In [1]:
from IPython.display import clear_output
import cv2
import numpy as np
import os
import mediapipe as mp

clear_output()

# This file contains all Functions and relevant code parts to extract keypoints from all videos inside of a given base Path

### General important Information to be defined for running this can be seen and adjusted below:

In [2]:
# "Words" contains the subset of words we make predictions for. 
words =  np.array(['hvad', 'ja', 'soed'])
label_map = {label:num for num, label in enumerate(words)}

# Base path leading to directory containing folders with videos for all signs defined in "words" array
base_path = "tegn_subset"

# Loading holistic model and drawing utilities (needed for Mediapipe solution)
mp_holistic = mp.solutions.holistic
mp_drawing = mp.solutions.drawing_utils

## Mediapipe Helper Functions

In [3]:
def process_image(image, model):
    image = cv2.cvtColor(image, cv2.COLOR_BGR2RGB)
    image.flags.writeable = False
    results = model.process(image)
    image.flags.writeable = True
    image = cv2.cvtColor(image, cv2.COLOR_RGB2BGR) 
    return image, results

In [8]:
def draw_styled_landmarks(image, results):
    # Draw face connections
    mp_drawing.draw_landmarks(image, results.face_landmarks, mp_holistic.FACEMESH_CONTOURS, 
                             mp_drawing.DrawingSpec(color=(80,110,10), thickness=1, circle_radius=1), 
                             mp_drawing.DrawingSpec(color=(80,256,121), thickness=1, circle_radius=1)
                             ) 
    # Draw pose connections
    mp_drawing.draw_landmarks(image, results.pose_landmarks, mp_holistic.POSE_CONNECTIONS,
                             mp_drawing.DrawingSpec(color=(80,22,10), thickness=2, circle_radius=4), 
                             mp_drawing.DrawingSpec(color=(80,44,121), thickness=2, circle_radius=2)
                             ) 
    # Draw left hand connections
    mp_drawing.draw_landmarks(image, results.left_hand_landmarks, mp_holistic.HAND_CONNECTIONS, 
                             mp_drawing.DrawingSpec(color=(121,22,76), thickness=2, circle_radius=4), 
                             mp_drawing.DrawingSpec(color=(121,44,250), thickness=2, circle_radius=2)
                             ) 
    # Draw right hand connections  
    mp_drawing.draw_landmarks(image, results.right_hand_landmarks, mp_holistic.HAND_CONNECTIONS, 
                             mp_drawing.DrawingSpec(color=(245,117,66), thickness=2, circle_radius=4), 
                             mp_drawing.DrawingSpec(color=(245,66,230), thickness=2, circle_radius=2)
                             ) 

In [4]:
def visualize_landmarks(image, results):
    mp_drawing.draw_landmarks(image, results.face_landmarks, mp_holistic.FACEMESH_CONTOURS)
    mp_drawing.draw_landmarks(image, results.pose_landmarks, mp_holistic.POSE_CONNECTIONS)
    mp_drawing.draw_landmarks(image, results.left_hand_landmarks, mp_holistic.HAND_CONNECTIONS)
    mp_drawing.draw_landmarks(image, results.right_hand_landmarks, mp_holistic.HAND_CONNECTIONS) 

In [5]:
def extract_keypoints(results):        
    pose = np.array([[res.x, res.y, res.z, res.visibility] for res in results.pose_landmarks.landmark]).flatten() if results.pose_landmarks else np.zeros(33*4)
    left_hand = np.array([[res.x, res.y, res.z] for res in results.left_hand_landmarks.landmark]).flatten() if results.left_hand_landmarks else np.zeros(21*3)
    right_hand = np.array([[res.x, res.y, res.z] for res in results.right_hand_landmarks.landmark]).flatten() if results.right_hand_landmarks else np.zeros(21*3)
    return np.concatenate([pose, left_hand, right_hand])

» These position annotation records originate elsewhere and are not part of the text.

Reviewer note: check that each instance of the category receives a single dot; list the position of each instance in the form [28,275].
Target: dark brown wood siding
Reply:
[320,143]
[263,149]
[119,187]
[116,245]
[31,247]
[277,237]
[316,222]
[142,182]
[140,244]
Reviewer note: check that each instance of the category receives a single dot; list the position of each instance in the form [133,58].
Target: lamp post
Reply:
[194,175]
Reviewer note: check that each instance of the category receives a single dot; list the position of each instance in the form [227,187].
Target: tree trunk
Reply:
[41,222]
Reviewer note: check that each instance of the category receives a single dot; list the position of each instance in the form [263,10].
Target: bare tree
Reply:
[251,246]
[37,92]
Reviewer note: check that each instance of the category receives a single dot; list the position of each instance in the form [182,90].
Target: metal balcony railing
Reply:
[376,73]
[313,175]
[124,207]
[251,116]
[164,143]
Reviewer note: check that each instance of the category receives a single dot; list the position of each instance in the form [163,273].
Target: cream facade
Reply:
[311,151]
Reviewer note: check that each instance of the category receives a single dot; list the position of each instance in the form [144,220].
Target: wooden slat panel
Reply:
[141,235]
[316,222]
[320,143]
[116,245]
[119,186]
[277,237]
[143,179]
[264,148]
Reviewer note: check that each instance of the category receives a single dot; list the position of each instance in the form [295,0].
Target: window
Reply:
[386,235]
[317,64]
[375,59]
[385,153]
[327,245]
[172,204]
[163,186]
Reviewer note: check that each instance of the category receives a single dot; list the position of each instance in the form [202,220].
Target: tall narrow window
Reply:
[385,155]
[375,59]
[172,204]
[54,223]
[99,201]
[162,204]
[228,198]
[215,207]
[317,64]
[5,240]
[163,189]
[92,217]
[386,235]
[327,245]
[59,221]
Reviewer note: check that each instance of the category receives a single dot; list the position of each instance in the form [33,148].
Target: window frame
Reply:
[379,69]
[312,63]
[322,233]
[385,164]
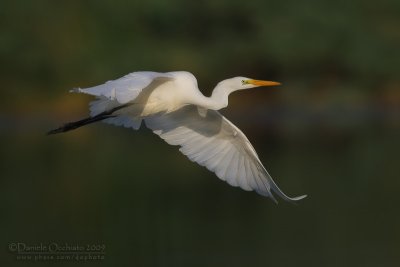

# Video Processing, Keypoint Extraction and Exporting Logic

In [6]:
def video_process_export_logic(path, words, mp_holistic):
    # Set mediapipe model 
    with mp_holistic.Holistic(min_detection_confidence=0.5, min_tracking_confidence=0.5) as holistic_model:
        # Looping through subset of words we choose to work with 
        for word in words:
            dir_path = path + "/" + str(word) + "/"
            # Loop through videos
            for video in os.listdir(dir_path):
                if video.endswith('.mp4'):
                    # Importing videos and extracting frame amount
                    vid_file = cv2.VideoCapture(dir_path + str(video))
                    frame_amount = int(vid_file.get(cv2.CAP_PROP_FRAME_COUNT))
            
                    # Loop through video frame sequence length
                    for frame_nr in range(frame_amount):
                        ret, frame = vid_file.read()
                        image, results = process_image(frame, holistic_model)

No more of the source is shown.